Ghana dismissed Otto Addo with immediate effect a little more than two months before the 2026 World Cup, ending his spell after a 2-1 loss to Germany in Stuttgart. The defeat was Ghana’s fourth straight in warm-up matches and included a 5-1 setback against Austria.
The timing matters because Ghana is now trying to steady itself for a tournament that begins on 11 June and runs to 19 July across 16 cities in the United States, Mexico and Canada. It will be the first World Cup staged by three countries and the first to include 48 teams.
The coaching vacancy also has an immediate human side for Ghanaian football followers: Charles Akonnor, who led the national team from 2020 to 2021, is not returning to the job. He said on Saturday that he is happy at Gor Mahia, where he has been in charge since 1 August 2025 on a two-year contract, and that his focus is firmly on the club’s title race.
“I am at Gor Mahia. I am very happy. I am doing a good job,” Akonnor said, adding that he is concentrating on the championship chase and that nothing comes before that. He said any possible connection with the national team would not be negative, but stressed that he loves Ghana, will support the Black Stars at the World Cup and will leave it there for now.
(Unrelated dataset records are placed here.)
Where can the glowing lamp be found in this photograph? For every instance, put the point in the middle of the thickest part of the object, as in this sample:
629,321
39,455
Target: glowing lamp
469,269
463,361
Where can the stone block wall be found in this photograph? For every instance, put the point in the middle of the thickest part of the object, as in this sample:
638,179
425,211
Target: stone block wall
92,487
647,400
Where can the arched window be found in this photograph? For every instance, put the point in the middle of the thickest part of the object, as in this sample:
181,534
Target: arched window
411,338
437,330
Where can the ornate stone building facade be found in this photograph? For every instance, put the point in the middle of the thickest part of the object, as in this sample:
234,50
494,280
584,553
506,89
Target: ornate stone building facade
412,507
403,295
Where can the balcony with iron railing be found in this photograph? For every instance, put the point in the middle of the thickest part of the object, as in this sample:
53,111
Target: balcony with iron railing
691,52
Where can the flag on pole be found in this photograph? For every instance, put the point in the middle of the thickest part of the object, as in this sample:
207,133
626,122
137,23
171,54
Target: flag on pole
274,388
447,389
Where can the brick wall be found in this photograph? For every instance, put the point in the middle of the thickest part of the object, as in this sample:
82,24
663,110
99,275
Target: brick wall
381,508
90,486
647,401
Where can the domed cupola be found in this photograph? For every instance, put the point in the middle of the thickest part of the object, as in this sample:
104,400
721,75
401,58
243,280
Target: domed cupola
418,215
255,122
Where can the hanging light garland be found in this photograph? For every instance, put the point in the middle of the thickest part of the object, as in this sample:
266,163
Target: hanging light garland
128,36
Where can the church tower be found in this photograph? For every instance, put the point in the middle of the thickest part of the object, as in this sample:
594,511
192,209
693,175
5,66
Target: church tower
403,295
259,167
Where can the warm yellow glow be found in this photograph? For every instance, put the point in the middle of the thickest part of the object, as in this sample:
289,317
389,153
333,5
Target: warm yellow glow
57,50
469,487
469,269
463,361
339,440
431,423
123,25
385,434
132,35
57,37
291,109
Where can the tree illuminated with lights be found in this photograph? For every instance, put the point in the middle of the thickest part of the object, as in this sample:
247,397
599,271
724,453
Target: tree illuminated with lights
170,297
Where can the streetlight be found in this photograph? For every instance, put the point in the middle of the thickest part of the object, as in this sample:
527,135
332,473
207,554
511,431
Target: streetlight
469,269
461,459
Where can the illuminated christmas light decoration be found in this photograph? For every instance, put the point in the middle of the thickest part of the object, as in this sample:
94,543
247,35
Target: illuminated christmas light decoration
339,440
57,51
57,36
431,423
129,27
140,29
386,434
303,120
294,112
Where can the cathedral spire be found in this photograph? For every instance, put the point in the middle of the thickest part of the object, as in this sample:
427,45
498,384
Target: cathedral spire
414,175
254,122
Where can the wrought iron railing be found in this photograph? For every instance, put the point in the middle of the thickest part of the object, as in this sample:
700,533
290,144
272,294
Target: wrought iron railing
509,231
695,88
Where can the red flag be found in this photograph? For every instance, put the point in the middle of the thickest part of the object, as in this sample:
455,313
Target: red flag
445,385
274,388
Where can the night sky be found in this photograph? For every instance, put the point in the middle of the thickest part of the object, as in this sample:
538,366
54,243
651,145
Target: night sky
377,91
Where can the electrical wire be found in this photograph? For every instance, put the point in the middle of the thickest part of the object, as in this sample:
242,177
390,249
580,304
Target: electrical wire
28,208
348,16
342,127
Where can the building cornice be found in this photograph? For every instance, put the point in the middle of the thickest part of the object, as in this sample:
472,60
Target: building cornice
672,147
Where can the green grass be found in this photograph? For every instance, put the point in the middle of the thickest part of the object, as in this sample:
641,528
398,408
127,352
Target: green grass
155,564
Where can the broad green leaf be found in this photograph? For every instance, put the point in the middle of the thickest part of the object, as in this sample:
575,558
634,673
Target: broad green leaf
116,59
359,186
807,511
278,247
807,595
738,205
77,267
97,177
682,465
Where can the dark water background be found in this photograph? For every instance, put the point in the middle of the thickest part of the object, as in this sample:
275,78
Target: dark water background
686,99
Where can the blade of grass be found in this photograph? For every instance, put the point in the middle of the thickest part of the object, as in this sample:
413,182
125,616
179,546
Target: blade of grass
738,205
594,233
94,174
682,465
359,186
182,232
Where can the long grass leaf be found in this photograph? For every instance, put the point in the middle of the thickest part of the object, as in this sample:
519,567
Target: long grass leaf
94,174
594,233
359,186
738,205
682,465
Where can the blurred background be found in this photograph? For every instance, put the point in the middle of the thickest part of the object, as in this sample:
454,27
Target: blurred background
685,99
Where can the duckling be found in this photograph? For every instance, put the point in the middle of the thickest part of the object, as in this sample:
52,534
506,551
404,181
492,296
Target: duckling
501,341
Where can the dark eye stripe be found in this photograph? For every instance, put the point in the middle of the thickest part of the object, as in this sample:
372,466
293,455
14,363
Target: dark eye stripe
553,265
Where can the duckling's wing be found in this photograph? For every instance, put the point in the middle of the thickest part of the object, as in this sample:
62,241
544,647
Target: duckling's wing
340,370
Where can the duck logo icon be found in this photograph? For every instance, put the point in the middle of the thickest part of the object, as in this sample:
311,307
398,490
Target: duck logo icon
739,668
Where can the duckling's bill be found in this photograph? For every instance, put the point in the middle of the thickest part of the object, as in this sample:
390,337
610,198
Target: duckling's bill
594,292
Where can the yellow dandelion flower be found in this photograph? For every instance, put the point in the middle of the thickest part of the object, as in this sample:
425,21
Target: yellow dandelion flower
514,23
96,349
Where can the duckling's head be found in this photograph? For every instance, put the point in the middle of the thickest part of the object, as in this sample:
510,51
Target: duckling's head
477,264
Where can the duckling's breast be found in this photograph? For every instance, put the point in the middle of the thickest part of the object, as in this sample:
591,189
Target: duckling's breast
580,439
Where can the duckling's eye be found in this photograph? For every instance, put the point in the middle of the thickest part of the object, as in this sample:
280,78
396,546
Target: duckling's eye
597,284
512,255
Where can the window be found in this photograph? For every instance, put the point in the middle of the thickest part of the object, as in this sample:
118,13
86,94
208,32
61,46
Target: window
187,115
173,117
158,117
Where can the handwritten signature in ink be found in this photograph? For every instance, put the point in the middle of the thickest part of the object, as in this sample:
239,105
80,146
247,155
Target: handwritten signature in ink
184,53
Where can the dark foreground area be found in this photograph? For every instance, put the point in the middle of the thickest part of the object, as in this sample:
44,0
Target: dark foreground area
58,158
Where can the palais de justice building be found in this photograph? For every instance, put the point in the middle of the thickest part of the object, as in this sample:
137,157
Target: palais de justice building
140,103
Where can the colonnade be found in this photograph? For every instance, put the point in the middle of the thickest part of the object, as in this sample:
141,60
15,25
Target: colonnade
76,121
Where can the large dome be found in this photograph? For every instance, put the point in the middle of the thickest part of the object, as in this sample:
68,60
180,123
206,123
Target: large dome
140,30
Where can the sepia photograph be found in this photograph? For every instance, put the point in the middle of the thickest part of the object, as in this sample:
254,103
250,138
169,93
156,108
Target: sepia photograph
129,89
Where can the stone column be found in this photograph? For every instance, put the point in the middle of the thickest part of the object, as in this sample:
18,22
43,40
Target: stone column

That position comes as Gor Mahia lead the FKF Premier League with 57 points from 26 matches, two ahead of AFC Leopards, who have 55 points from 27 games. For Akonnor, the immediate pressure is local and concrete; for Ghana, the bigger question is who will take over a side that had already been taken to the 2022 World Cup in Qatar by Addo and then guided through qualification for the 2026 tournament.
Addo’s departure leaves Ghana heading into Group L with Panama, England and Croatia without its coach in place. The federation had little choice after the losing run, but the sequence also exposed a deeper problem: qualification secured one standard, while the preparations that followed did not suggest a team ready for the stage ahead.
That is why the next appointment will matter so much. Ghana has the spot, the group and the calendar. What it does not yet have is the kind of stability that can turn a ticket to the World Cup into something more than a brief stay.